Build matrix of delay distributions through time from empirical delay data. — get_matrix_from_empirical_delay

This function takes a record of delays between events and their observations and builds a discretized delay distribution matrix from this record. The discretized delay distribution matrix is required for the application of the Richardson-Lucy algorithm. The main benefit of providing empirical delay data to an estimateR analysis, as opposed to specifiying a delay as a single distribution (whether a fitted or empirical distribution) is that the variability of the delays through time is used to inform the analysis and provide more accurate estimates. If the average of delays has shifted from 5 days to 3 days between the beginning and end of epidemic of interest, this will be reflected in the recorded empirical delays and will be accounted for by estimateR when estimating the reproductive number.
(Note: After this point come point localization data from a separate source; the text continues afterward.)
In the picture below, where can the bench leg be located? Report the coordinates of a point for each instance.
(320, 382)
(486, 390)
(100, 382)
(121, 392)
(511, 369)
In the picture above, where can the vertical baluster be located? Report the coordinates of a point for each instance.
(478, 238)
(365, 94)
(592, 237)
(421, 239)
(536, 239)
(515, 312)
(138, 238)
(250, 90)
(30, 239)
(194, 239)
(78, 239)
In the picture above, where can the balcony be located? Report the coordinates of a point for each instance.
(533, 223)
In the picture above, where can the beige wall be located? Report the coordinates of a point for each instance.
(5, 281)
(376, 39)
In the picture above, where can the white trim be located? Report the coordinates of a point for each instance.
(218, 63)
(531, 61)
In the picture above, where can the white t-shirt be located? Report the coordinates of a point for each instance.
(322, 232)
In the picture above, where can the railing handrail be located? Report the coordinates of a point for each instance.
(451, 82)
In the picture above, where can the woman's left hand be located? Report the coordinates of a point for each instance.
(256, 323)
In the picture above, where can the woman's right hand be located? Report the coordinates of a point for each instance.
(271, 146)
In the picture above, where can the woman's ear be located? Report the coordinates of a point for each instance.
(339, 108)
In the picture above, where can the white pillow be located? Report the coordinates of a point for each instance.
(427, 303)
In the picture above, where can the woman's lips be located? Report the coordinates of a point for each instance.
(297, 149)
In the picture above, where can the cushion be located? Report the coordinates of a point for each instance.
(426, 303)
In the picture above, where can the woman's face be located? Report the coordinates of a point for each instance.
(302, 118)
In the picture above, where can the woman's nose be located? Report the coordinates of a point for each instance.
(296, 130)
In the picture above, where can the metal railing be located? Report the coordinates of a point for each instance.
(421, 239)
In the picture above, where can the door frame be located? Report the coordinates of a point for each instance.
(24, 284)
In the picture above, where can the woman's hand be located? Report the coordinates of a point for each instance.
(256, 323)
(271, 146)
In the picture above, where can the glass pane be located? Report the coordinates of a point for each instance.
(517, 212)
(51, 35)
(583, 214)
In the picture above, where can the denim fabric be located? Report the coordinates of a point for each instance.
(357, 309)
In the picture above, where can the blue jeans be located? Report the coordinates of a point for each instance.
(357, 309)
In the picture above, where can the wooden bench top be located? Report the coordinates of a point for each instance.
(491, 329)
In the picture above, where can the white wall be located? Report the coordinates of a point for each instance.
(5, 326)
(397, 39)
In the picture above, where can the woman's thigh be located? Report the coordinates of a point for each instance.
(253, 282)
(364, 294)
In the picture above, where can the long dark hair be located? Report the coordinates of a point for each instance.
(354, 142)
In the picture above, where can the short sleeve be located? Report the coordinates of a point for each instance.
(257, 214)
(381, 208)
get_matrix_from_empirical_delay_distr(
  empirical_delays,
  n_report_time_steps,
  ref_date = NULL,
  time_step = "day",
  min_number_cases = NULL,
  upper_quantile_threshold = 0.99,
  min_number_cases_fraction = 0.2,
  min_min_number_cases = 500,
  fit = "none",
  return_fitted_distribution = FALSE,
  num_steps_in_a_unit = NULL
)

Arguments

empirical_delays	dataframe containing the empirical data. See Details.
n_report_time_steps	integer. Length of the incidence time series in the accompanying analysis. This argument is needed to determine the dimensions of the output matrix.
ref_date	Date. Optional. Date of the first data entry in `incidence_data`
time_step	string. Time between two consecutive incidence datapoints. "day", "2 days", "week", "year"... (see `seq.Date` for details)
min_number_cases	integer. Minimal number of cases to build the empirical distribution from. If `num_steps_in_a_unit` is `NULL`, for any time step T, the `min_number_cases` records prior to T are used. If less than `min_number_cases` delays were recorded before T, then T is ignored and the `min_number_cases` earliest-recorded delays are used. If `num_steps_in_a_unit` is given a value, a similar same procedure is applied, except that, now at least `min_number_cases` must be taken over a round number of time units. For example, if `num_steps_in_a_unit = 7`, and time steps represent consecutive days, to build the distribution for time step T, we find the smallest number of weeks starting from T and going in the past, for which at least `min_number_cases` delays were recorded. We then use all the delays recorded during these weeks. Weeks are not meant as necessarily being Monday to Sunday, but simply 7 days in a row, e.g. it can be Thursday-Wednesday. Again, if less than `min_number_cases` delays were recorded before T, then T is ignored. We then find the minimum number of weeks, starting from the first recorded delay that contains at least `min_number_cases`.
upper_quantile_threshold	numeric. Between 0 and 1. Argument for internal use.
min_number_cases_fraction	numeric. Between 0 and 1. If `min_number_cases` is not provided (kept to `NULL`), the number of most-recent cases used to build the instant delay distribution is `min_number_cases_fraction` times the total number of reported delays.
min_min_number_cases	numeric. Lower bound for number of cases used to build an instant delay distribution.
fit	string. One of "gamma" or "none". Specifies the type of fit that is applied to the columns of the delay matrix
return_fitted_distribution	boolean. If TRUE, the function also returns the gamma distribution that was fitted to the respective column.
num_steps_in_a_unit	Optional argument. Number of time steps in a full time unit (e.g. 7 if looking at weeks). If set, the delays used to build a particular delay distribution will span over a round number of such time units. This option is included for comparison with legacy code.

Value

a discretized delay distribution matrix.

Details

The ref_date argument here will be understood as the date of the first record in the incidence data for which the empirical delay data will be used. If ref_date is not provided, the reference date will be taken as being the earliest date in the event_date column of empirical_delays. In other words, the date of the first record in the incidence data will be assumed to be the same as the date of the first record in the empirical delay data. If this is not the case in your analysis, make sure to specify a ref_date argument.

Examples

## Basic usage of get_matrix_from_empirical_delay_distr
# Obtaining the deconvolved incidence for the full HK incidence data provided in
# the package: obtaining the delay matrix and then using it to recover the 
# deconvolved incidence.

smoothed_incidence <- smooth_incidence(HK_incidence_data$case_incidence)

shape_incubation = 3.2 
scale_incubation = 1.3
delay_incubation <- list(name="gamma", shape = shape_incubation, scale = scale_incubation)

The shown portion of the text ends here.